A simple majority of the council must approve the amendments to place them on the ballot for voter referendum in November.

Preliminary indications yesterday were that while the budget-cutting and recall amendments have enough council support to actually reach the ballot, the collective bargaining proposition may not.

In introducing eight possible charter amendments yesterday, the council said it would seek citizen reaction at a public hearing July 20 before finally deciding on the suggested charter questions by the Aug. 21 filing deadline.

The amendments to curtail government spending were designated in part to defuse small but growing taxpayers initiatives for a balot question to freeze property tax rates, similar to Proposition 13. approved by California voters last month.

Council member William Colman proposed two questions (only one of which will be chosen for the ballot) to tie increases in the county government operating budget to the annual rise in the Washington area cost of living.

"This expenditure-controlling concept is sounder and less chaotic than the tax-cutting proposals like Proposition 13, which then make the budget a hostage of state and local political considerations as we are seeing happen in California," Colman said.

One of Colman's recommendations would restrict increases in the operating budget from one year to the next to the rise in the cost-of-living as indicated by the area's Consumer Price Index. The other would limit the increase to the cost-of-living increase plus 2 percent. The amendments state that the council could override the budget restriction by a five-vote majority.

Council member John Menke offered an amendment to require that any capital improvements valued at over $5 million or determined to be of "sufficient public importance" by the council would have to be individually authorized by passage of a law.
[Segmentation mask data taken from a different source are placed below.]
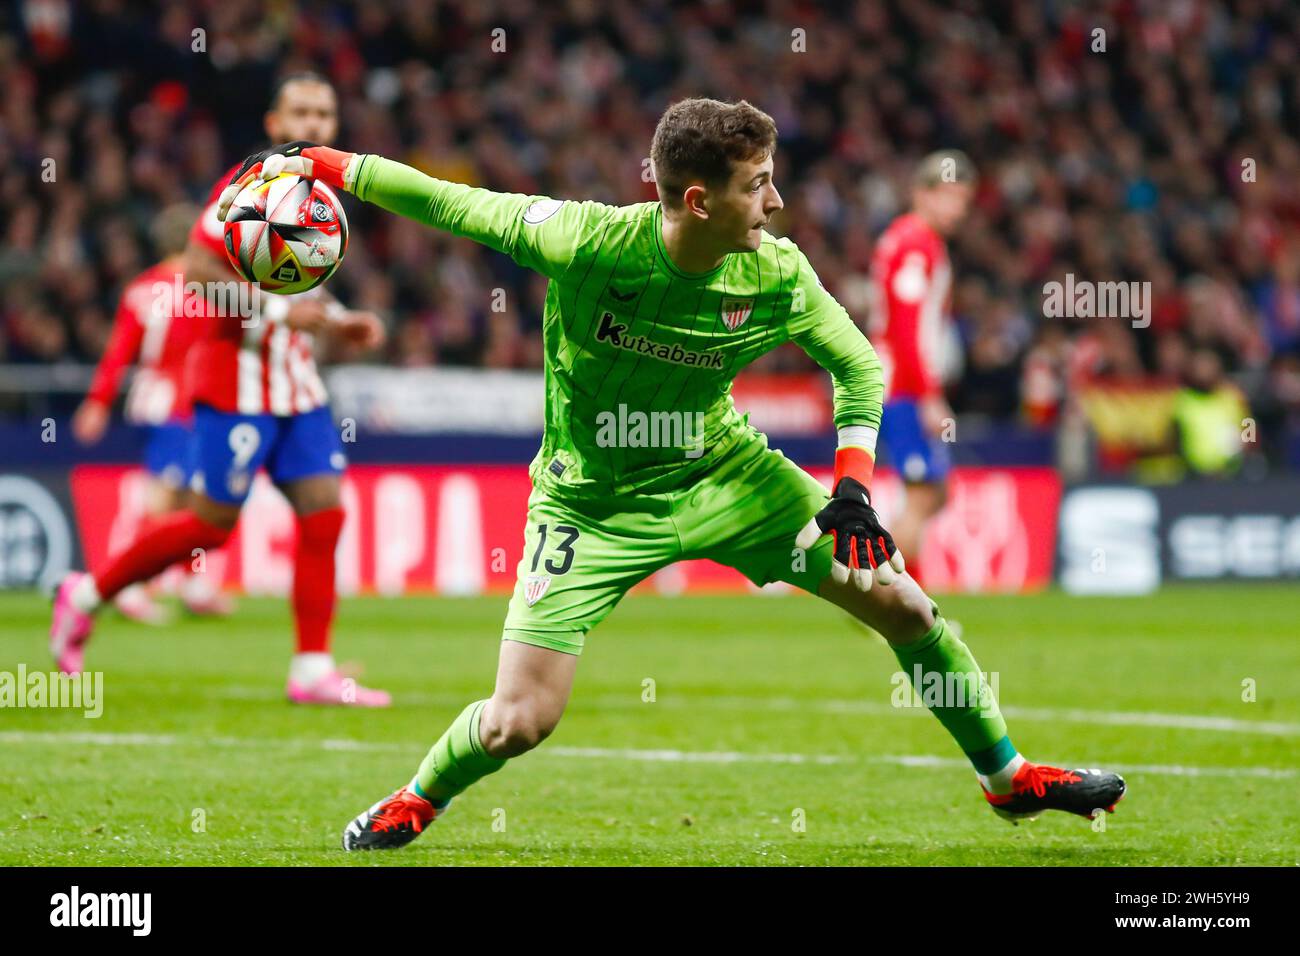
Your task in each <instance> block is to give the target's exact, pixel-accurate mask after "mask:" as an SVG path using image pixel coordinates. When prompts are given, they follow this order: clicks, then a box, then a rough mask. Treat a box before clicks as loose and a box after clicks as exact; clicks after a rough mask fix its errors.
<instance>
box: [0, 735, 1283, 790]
mask: <svg viewBox="0 0 1300 956" xmlns="http://www.w3.org/2000/svg"><path fill="white" fill-rule="evenodd" d="M0 743H4V744H59V745H77V744H85V745H94V747H234V748H242V749H257V748H261V749H273V748H279V749H298V750H305V749H321V750H330V752H338V750H344V752H363V753H373V752H389V753H393V752H416V750H419V749H420V747H421V745H420V744H399V743H385V741H368V740H348V739H330V737H326V739H320V740H313V739H298V740H292V739H279V740H274V739H272V740H268V739H265V737H230V736H213V737H204V736H185V735H178V734H96V732H86V731H72V732H68V734H60V732H56V731H21V730H19V731H3V732H0ZM536 753H537V756H542V757H559V758H573V760H630V761H645V762H664V763H816V765H849V763H885V765H891V766H900V767H920V769H949V767H969V766H970V765H969V763H967V761H965V760H962V758H961V757H937V756H933V754H889V753H883V754H870V753H868V754H835V753H746V752H741V750H677V749H637V748H624V747H560V745H556V747H542V748H541V749H538V750H537V752H536ZM1102 762H1105V761H1102ZM1096 763H1097V761H1075V762H1074V763H1073V765H1071V766H1096ZM1109 766H1110V767H1113V769H1114V770H1117V771H1119V773H1134V774H1167V775H1175V777H1236V778H1243V777H1251V778H1257V779H1268V780H1290V779H1294V778H1296V777H1297V775H1300V769H1297V767H1260V766H1245V767H1219V766H1183V765H1178V763H1112V765H1109Z"/></svg>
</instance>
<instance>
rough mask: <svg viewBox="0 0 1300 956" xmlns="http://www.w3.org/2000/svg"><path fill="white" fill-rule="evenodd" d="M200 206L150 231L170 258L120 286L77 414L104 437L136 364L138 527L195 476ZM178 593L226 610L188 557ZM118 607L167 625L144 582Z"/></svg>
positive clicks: (88, 439) (193, 600)
mask: <svg viewBox="0 0 1300 956" xmlns="http://www.w3.org/2000/svg"><path fill="white" fill-rule="evenodd" d="M196 213H198V209H196V208H195V207H194V206H188V204H185V203H181V204H177V206H172V207H168V208H166V209H164V211H162V213H161V215H160V216H159V219H157V220H156V221H155V224H153V238H155V243H156V246H157V247H159V250H160V251H161V252H162V254H164V255H165V256H166V258H165V259H162V261H160V263H156V264H155V265H151V267H149V268H148V269H146V271H144V272H142V273H140V274H139V276H136V277H135V278H134V280H131V282H129V284H127V285H126V289H123V290H122V297H121V299H120V302H118V306H117V315H114V316H113V333H112V336H110V338H109V341H108V347H107V349H105V350H104V355H103V358H101V359H100V362H99V367H98V368H96V369H95V377H94V380H92V381H91V386H90V390H88V392H87V393H86V399H85V401H83V402H82V403H81V407H79V408H78V410H77V414H75V415H74V416H73V434H74V436H75V438H77V440H78V441H79V442H82V444H83V445H92V444H95V442H98V441H99V440H100V438H103V437H104V432H105V429H107V428H108V421H109V416H110V411H112V407H113V399H114V398H116V397H117V390H118V386H120V385H121V382H122V376H123V375H125V373H126V369H127V368H129V367H130V365H136V371H135V377H134V378H133V380H131V388H130V390H129V392H127V395H126V407H125V415H126V420H127V421H130V423H133V424H135V425H142V427H144V428H146V429H147V437H146V446H144V468H146V471H147V473H148V477H147V480H146V485H144V519H143V520H142V522H140V531H144V529H147V528H148V527H149V524H151V523H152V522H155V520H157V519H159V518H161V516H162V515H168V514H173V512H175V511H178V510H179V509H181V507H182V506H183V505H185V501H186V494H187V492H186V489H187V488H188V485H190V477H191V476H192V473H194V460H192V445H191V436H192V427H194V412H192V408H191V405H190V393H188V388H187V385H186V375H185V372H186V368H185V367H186V356H187V354H188V351H190V346H191V345H192V343H194V341H195V338H198V336H199V333H200V330H201V326H203V319H201V315H203V311H204V308H203V307H201V306H198V304H196V303H194V302H191V298H192V297H191V295H187V294H185V291H183V285H185V276H183V268H185V259H183V256H182V255H181V254H182V252H183V251H185V246H186V241H187V238H188V233H190V226H191V224H192V222H194V220H195V216H196ZM178 566H179V567H181V568H182V571H183V572H185V576H183V578H182V579H181V581H182V583H181V587H179V597H181V601H182V604H183V605H185V606H186V609H187V610H188V611H190V613H191V614H218V615H224V614H229V613H230V611H231V610H233V602H231V601H230V598H229V597H227V596H225V594H222V593H221V591H220V589H218V588H217V587H214V585H213V584H212V575H205V574H194V563H192V562H191V561H181V562H179V564H178ZM114 604H116V605H117V609H118V610H120V611H121V613H122V614H123V615H126V617H127V618H131V619H133V620H140V622H144V623H149V624H164V623H168V620H169V615H168V613H166V611H165V610H164V609H162V607H160V606H159V605H156V604H155V602H153V600H152V598H151V597H149V594H148V592H147V591H146V588H144V585H143V584H133V585H130V587H127V588H123V589H122V591H121V592H120V593H118V596H117V598H116V601H114Z"/></svg>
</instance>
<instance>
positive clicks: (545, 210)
mask: <svg viewBox="0 0 1300 956" xmlns="http://www.w3.org/2000/svg"><path fill="white" fill-rule="evenodd" d="M281 173H298V174H300V176H309V177H312V178H316V179H320V181H321V182H325V183H326V185H329V186H334V187H335V189H343V190H347V191H348V193H352V194H354V195H355V196H357V198H359V199H364V200H365V202H368V203H373V204H374V206H378V207H380V208H382V209H387V211H389V212H395V213H398V215H399V216H406V217H407V219H413V220H416V221H417V222H424V224H425V225H428V226H433V228H434V229H442V230H443V232H448V233H451V234H454V235H460V237H464V238H467V239H473V241H474V242H481V243H482V245H485V246H489V247H490V248H494V250H497V251H498V252H504V254H506V255H508V256H511V258H512V259H513V260H515V261H517V263H519V264H520V265H524V267H526V268H530V269H536V271H537V272H541V273H542V274H545V276H547V277H550V278H558V277H559V276H560V274H563V273H564V271H565V269H567V268H568V265H569V264H571V263H572V260H573V255H575V251H576V250H577V247H578V245H580V243H581V241H582V237H584V235H585V233H586V232H588V230H589V229H590V228H591V224H593V222H594V221H595V220H597V219H598V217H599V216H601V212H602V211H604V209H607V208H608V207H603V206H601V204H599V203H591V202H585V203H578V202H560V200H555V199H549V198H547V196H529V195H523V194H517V193H494V191H491V190H486V189H480V187H476V186H465V185H463V183H459V182H447V181H445V179H435V178H434V177H432V176H425V174H424V173H421V172H420V170H419V169H413V168H411V166H408V165H404V164H402V163H395V161H394V160H389V159H383V157H382V156H376V155H372V153H354V152H344V151H342V150H331V148H329V147H324V146H315V144H312V143H289V144H286V146H279V147H274V148H273V150H268V151H266V152H263V153H256V155H255V156H250V157H248V159H247V160H244V165H243V168H242V169H240V170H239V173H237V176H235V178H234V179H233V181H231V185H230V186H229V187H227V189H226V193H225V194H222V198H221V202H222V206H221V209H220V213H218V215H221V216H222V219H224V217H225V211H226V209H227V208H229V206H230V203H231V202H234V198H235V195H238V193H239V189H240V187H242V186H243V183H247V182H248V181H250V179H251V178H252V177H260V178H263V179H269V178H274V177H276V176H279V174H281Z"/></svg>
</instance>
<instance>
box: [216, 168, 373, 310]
mask: <svg viewBox="0 0 1300 956" xmlns="http://www.w3.org/2000/svg"><path fill="white" fill-rule="evenodd" d="M225 245H226V256H227V258H229V259H230V264H231V265H233V267H234V269H235V272H238V273H239V274H240V276H242V277H243V278H246V280H248V281H250V282H257V284H259V286H260V287H261V289H263V290H264V291H268V293H277V294H279V295H292V294H295V293H305V291H307V290H308V289H315V287H316V286H318V285H320V284H321V282H324V281H325V280H326V278H329V277H330V276H333V274H334V271H335V269H337V268H338V265H339V263H342V261H343V255H344V252H347V216H346V215H344V213H343V207H342V206H341V204H339V202H338V196H337V195H334V191H333V190H331V189H330V187H329V186H326V185H325V183H322V182H317V181H316V179H308V178H305V177H302V176H296V174H294V173H285V174H282V176H277V177H276V178H274V179H265V181H263V179H255V181H252V182H250V183H248V185H247V186H244V187H243V190H242V191H240V193H239V195H238V196H235V200H234V203H233V204H231V207H230V212H227V213H226V228H225Z"/></svg>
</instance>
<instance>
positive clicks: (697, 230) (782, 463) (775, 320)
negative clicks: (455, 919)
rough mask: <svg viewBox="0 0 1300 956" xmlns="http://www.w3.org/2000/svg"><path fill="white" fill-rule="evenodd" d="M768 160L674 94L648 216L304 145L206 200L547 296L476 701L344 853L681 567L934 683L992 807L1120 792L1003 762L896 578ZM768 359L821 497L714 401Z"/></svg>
mask: <svg viewBox="0 0 1300 956" xmlns="http://www.w3.org/2000/svg"><path fill="white" fill-rule="evenodd" d="M775 148H776V126H775V124H774V122H772V118H771V117H770V116H767V114H766V113H763V112H762V111H759V109H757V108H754V107H753V105H750V104H749V103H745V101H740V103H732V104H728V103H720V101H718V100H708V99H690V100H684V101H680V103H677V104H675V105H672V107H671V108H669V109H668V111H667V112H666V113H664V114H663V117H662V118H660V120H659V124H658V127H656V129H655V134H654V142H653V144H651V153H650V155H651V163H653V165H654V173H655V181H656V187H658V193H659V202H654V203H638V204H636V206H624V207H612V206H604V204H601V203H595V202H576V200H558V199H549V198H545V196H524V195H507V194H500V193H491V191H489V190H484V189H473V187H469V186H464V185H459V183H451V182H443V181H439V179H434V178H430V177H428V176H424V174H422V173H419V172H417V170H415V169H411V168H409V166H406V165H402V164H399V163H394V161H391V160H386V159H382V157H380V156H373V155H365V153H350V152H343V151H339V150H330V148H326V147H320V146H315V144H312V143H290V144H287V146H281V147H276V148H273V150H269V151H266V152H263V153H259V155H256V156H252V157H250V159H248V160H247V161H246V163H244V166H243V169H242V170H240V173H239V174H238V176H237V177H235V179H234V181H233V182H231V186H230V187H227V190H226V194H225V195H224V196H222V200H224V207H222V213H221V215H222V216H224V211H225V208H229V204H230V202H231V200H233V199H234V196H235V194H237V193H238V185H239V183H240V182H247V181H248V179H250V178H252V177H259V176H260V177H263V178H272V177H274V176H278V174H281V173H282V172H289V173H298V174H302V176H309V177H313V178H317V179H321V181H324V182H326V183H329V185H330V186H334V187H337V189H344V190H347V191H350V193H352V194H354V195H356V196H357V198H360V199H363V200H365V202H369V203H374V204H376V206H378V207H381V208H383V209H387V211H390V212H395V213H398V215H400V216H407V217H409V219H413V220H417V221H420V222H424V224H425V225H429V226H432V228H434V229H442V230H446V232H450V233H452V234H455V235H460V237H464V238H468V239H473V241H476V242H481V243H484V245H486V246H490V247H491V248H494V250H498V251H500V252H504V254H506V255H510V256H511V258H512V259H513V260H515V261H516V263H519V264H521V265H525V267H528V268H530V269H536V271H537V272H539V273H542V274H543V276H546V277H547V278H549V280H550V284H549V286H547V291H546V307H545V315H543V339H545V352H546V368H545V388H546V428H545V434H543V438H542V447H541V450H539V451H538V454H537V457H536V458H534V459H533V463H532V467H530V476H532V481H533V492H532V496H530V497H529V502H528V523H526V527H525V529H524V555H523V559H521V561H520V564H519V571H517V580H516V583H515V593H513V597H512V598H511V602H510V610H508V613H507V615H506V623H504V628H503V633H502V644H500V659H499V665H498V670H497V685H495V688H494V691H493V695H491V697H489V698H487V700H481V701H476V702H472V704H469V705H468V706H467V708H465V709H464V710H463V711H461V714H460V715H459V717H458V718H456V719H455V721H452V723H451V726H450V727H448V728H447V730H446V732H445V734H443V735H442V736H441V737H439V739H438V741H437V743H435V744H434V745H433V749H430V750H429V753H428V756H426V757H425V758H424V761H422V762H421V763H420V767H419V770H417V771H416V774H415V777H413V778H412V779H411V782H409V783H407V784H406V786H404V787H402V788H399V790H398V791H396V792H395V793H391V795H390V796H386V797H385V799H382V800H380V801H378V803H377V804H374V805H373V806H372V808H369V809H368V810H365V812H364V813H361V814H360V816H357V817H356V818H355V819H354V821H352V822H351V823H348V825H347V827H346V830H344V832H343V847H344V848H346V849H373V848H393V847H402V845H404V844H407V843H409V842H411V840H412V839H415V838H416V836H417V835H419V834H420V832H421V831H422V830H424V829H425V827H426V826H428V825H429V823H430V822H433V821H434V819H435V818H437V817H438V816H439V814H441V813H442V812H443V810H445V809H446V808H447V804H448V803H450V801H451V800H452V797H455V796H458V795H459V793H460V792H461V791H464V790H467V788H468V787H471V786H472V784H473V783H474V782H477V780H480V779H482V778H484V777H486V775H487V774H493V773H495V771H498V770H500V769H502V767H503V766H504V765H506V762H507V761H508V760H510V758H511V757H517V756H520V754H523V753H525V752H528V750H530V749H532V748H534V747H537V745H538V744H539V743H541V741H542V740H543V739H545V737H546V736H547V735H549V734H550V732H551V731H552V730H554V728H555V726H556V724H558V723H559V719H560V715H562V714H563V713H564V705H565V704H567V701H568V697H569V691H571V688H572V684H573V675H575V671H576V669H577V659H578V656H580V654H581V653H582V646H584V643H585V640H586V635H588V632H590V631H591V628H594V627H595V626H597V624H598V623H599V622H601V620H602V619H603V618H604V615H607V614H608V613H610V611H611V610H612V609H614V606H615V605H616V604H617V602H619V600H620V598H621V597H623V596H624V594H625V593H627V591H628V589H629V588H632V587H633V585H634V584H637V583H638V581H641V580H642V579H645V578H646V576H649V575H651V574H654V572H655V571H658V570H659V568H662V567H664V566H667V564H671V563H673V562H676V561H682V559H688V558H711V559H712V561H716V562H719V563H723V564H728V566H731V567H735V568H738V570H740V571H741V572H744V574H745V575H746V576H748V578H749V579H750V580H753V581H754V583H755V584H759V585H762V584H767V583H770V581H788V583H790V584H794V585H798V587H800V588H803V589H805V591H807V592H809V593H811V594H816V596H819V597H822V598H823V600H826V601H829V602H831V604H833V605H836V606H839V607H842V609H844V610H846V611H849V613H850V614H853V615H854V617H855V618H858V619H859V620H862V622H863V623H865V624H867V626H870V627H871V628H874V630H876V631H879V632H880V633H881V635H883V636H884V637H885V640H888V643H889V645H891V648H892V650H893V652H894V654H896V656H897V658H898V661H900V663H901V665H902V669H904V671H905V672H906V674H907V675H909V678H911V679H913V680H914V683H917V680H918V679H920V680H923V682H924V683H926V684H932V683H935V682H939V685H940V687H943V688H946V691H945V693H944V695H940V696H941V697H943V700H931V698H930V695H927V698H926V705H927V706H928V708H930V709H931V711H932V713H933V715H935V717H937V718H939V721H940V722H941V723H943V726H944V727H945V728H946V730H948V732H949V734H950V735H952V736H953V739H954V740H956V743H957V745H958V747H959V748H961V749H962V752H965V753H966V756H967V757H969V758H970V761H971V763H972V766H974V769H975V773H976V774H978V777H979V782H980V786H982V787H983V791H984V796H985V799H987V800H988V803H989V804H991V805H992V806H993V809H995V810H996V812H997V813H998V814H1001V816H1004V817H1006V818H1009V819H1011V821H1019V819H1024V818H1034V817H1036V816H1037V814H1039V813H1041V812H1043V810H1047V809H1057V810H1067V812H1071V813H1078V814H1080V816H1084V817H1092V816H1093V814H1096V813H1097V812H1100V810H1113V809H1114V805H1115V803H1117V801H1118V800H1119V797H1121V796H1123V792H1125V782H1123V780H1122V779H1121V778H1119V777H1118V775H1115V774H1110V773H1102V771H1100V770H1061V769H1057V767H1050V766H1045V765H1040V763H1031V762H1028V761H1026V760H1024V757H1022V756H1021V754H1019V753H1017V750H1015V747H1014V745H1013V744H1011V740H1010V737H1009V736H1008V732H1006V723H1005V721H1004V719H1002V715H1001V713H1000V711H998V708H997V701H996V700H993V698H992V693H991V692H989V688H988V684H987V683H985V682H984V679H983V676H982V674H980V669H979V665H976V662H975V658H974V657H972V656H971V652H970V649H969V648H967V646H966V645H965V644H963V643H962V641H961V639H958V637H957V636H956V635H954V633H953V632H952V630H950V628H949V627H948V624H946V623H945V622H944V619H943V618H941V617H940V615H939V607H937V605H935V602H932V601H931V600H930V598H928V597H927V596H926V594H924V592H922V589H920V588H919V587H918V585H917V583H915V581H914V580H913V579H911V578H910V576H909V575H907V574H906V571H905V566H904V555H902V554H900V553H898V550H897V549H896V548H894V545H893V540H892V538H891V536H889V532H888V531H885V528H884V527H881V524H880V519H879V518H878V515H876V512H875V510H874V509H872V506H871V496H870V490H868V489H870V486H871V472H872V466H874V460H875V444H876V431H878V428H879V425H880V407H881V401H883V382H881V373H880V364H879V362H878V360H876V355H875V351H874V350H872V347H871V343H870V342H867V339H866V338H865V337H863V334H862V333H861V332H859V329H858V328H857V325H854V323H853V320H852V319H850V317H849V315H848V313H846V312H845V310H844V308H842V307H841V306H840V304H839V303H837V302H836V300H835V299H833V298H832V297H831V295H829V293H827V291H826V290H824V289H823V287H822V285H820V282H819V281H818V278H816V274H815V272H814V271H813V267H811V265H810V264H809V260H807V259H806V258H805V256H803V254H802V252H800V250H798V247H796V245H794V243H793V242H790V241H789V239H776V238H772V235H770V234H768V233H766V232H764V229H763V228H764V226H766V225H767V221H768V219H770V217H771V216H772V215H774V213H775V212H776V211H779V209H780V208H781V206H783V203H781V198H780V195H779V193H777V190H776V185H775V182H774V181H772V156H774V151H775ZM787 341H793V342H796V343H797V345H798V346H800V347H802V349H803V350H805V351H806V352H807V354H809V355H810V356H811V358H813V359H814V360H815V362H818V364H820V365H822V367H823V368H826V369H827V371H828V372H829V373H831V376H832V377H833V381H835V424H836V427H837V429H839V436H840V441H839V450H837V453H836V460H835V481H833V494H827V492H826V489H824V488H823V486H822V485H820V484H819V483H818V481H816V480H814V479H813V477H811V476H810V475H809V473H807V472H805V471H802V470H801V468H798V467H797V466H796V464H793V463H792V462H790V460H788V459H787V458H785V457H784V455H783V454H781V453H780V451H775V450H771V449H768V447H767V440H766V438H764V436H762V434H761V433H758V432H757V431H754V429H753V428H751V427H750V425H749V424H748V421H746V419H745V418H744V416H742V415H740V414H738V412H737V411H736V407H735V406H733V403H732V399H731V385H732V380H733V378H735V377H736V375H737V373H738V372H740V371H741V369H744V368H745V367H746V365H748V364H749V363H750V362H753V360H754V359H757V358H758V356H761V355H763V354H764V352H768V351H771V350H772V349H775V347H776V346H779V345H781V343H783V342H787ZM954 688H956V689H957V691H958V693H956V695H953V693H949V692H948V691H952V689H954ZM918 689H920V687H918ZM962 691H965V692H962Z"/></svg>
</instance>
That means that voters would then have the option to challenge any of these projects in a referendum if they gained 10,000 signatures on petitions.

Council member DICKRAN Hovsepian suggested an amendment to permit collective bargaining for most of the 6,000 county employes not in managerial and confidential positions.

Hovsepian called the idea a "continuation of the actions the council has taken for several years" - first in passing "meet and confer" legislation for some employes last year and then in unsuccessfully asking the state legislature to grant collective bargaining for Montgomery County public employes.

The proposed amendments would also prohibit strikes. Only teachers in the county now have the right to bargain collectively.

Several council members echoed Vice President Neal Potter's assertion that the collective bargaining proposition is a "somewhate complex matter" and possibly should be left off the ballot.

"Although I favor collective bargaining," Colman said, "I think this is trying to hurry history along."